Zusätzlich kurbeln die exorbitant hohen Energiepreise die Inflation immer weiter an. Die werden wohl auch kaum sinken, weil die permanente Verteuerung des Verbrauchs fossiler Brennstoffe politisch gewollt und somit weiter vorherbestimmt ist.

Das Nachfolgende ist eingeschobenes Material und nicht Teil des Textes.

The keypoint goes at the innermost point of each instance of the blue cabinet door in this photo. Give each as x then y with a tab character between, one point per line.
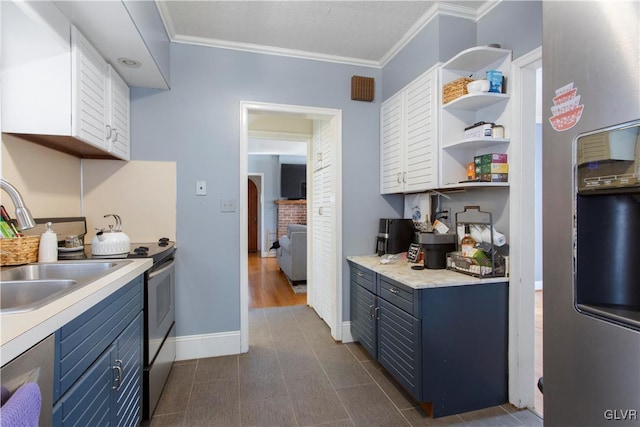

Verbraucher spielen wichtige Rolle

Ansonsten – und das ist vielleicht der wichtigste Faktor überhaupt – spielt die Psyche der Verbraucher eine ganz entscheidende Rolle: Wenn Preissteigerungen drohen, werden Anschaffungen vorgezogen, was zwangsläufig zur zusätzlichen Verknappung und Verteuerung von Gütern führt. Die Inflation kommt dann sozusagen als „selbsterfüllende Prophezeiung“ daher. Daraus wiederum resultiert der gefürchtete „Zweitrundeneffekt“: Wenn die Beschäftigten aufgrund der Preissteigerungen höhere Löhne fordern und auch durchsetzen, um Kaufkraftverluste beim „prophylaktischen Konsumieren“ auszugleichen, dann verteuern die Unternehmen ihre Produkte weiter. Damit wird eine Lohn-Preis-Spirale in Gang gesetzt, was besonders wahrscheinlich ist, wenn so wie jetzt Mangel an Arbeitskräften herrscht.

Als Indikator dafür, wie lange die Inflation aufgrund all dessen tatsächlich anhalten könnte, eignet sich die Differenz zwischen der Rendite gewöhnlicher Staatsanleihen und solcher mit Inflationsschutz. Je größer diese ausfällt, umso fester rechnen Investoren mit einem (auch längerfristig) steigenden Preisniveau. Danach erwarten inzwischen immer mehr Anleger sogar noch für die Jahre von 2026 bis 2031 höhere Inflationsraten als in der Zeit vor Beginn der Corona-Pandemie.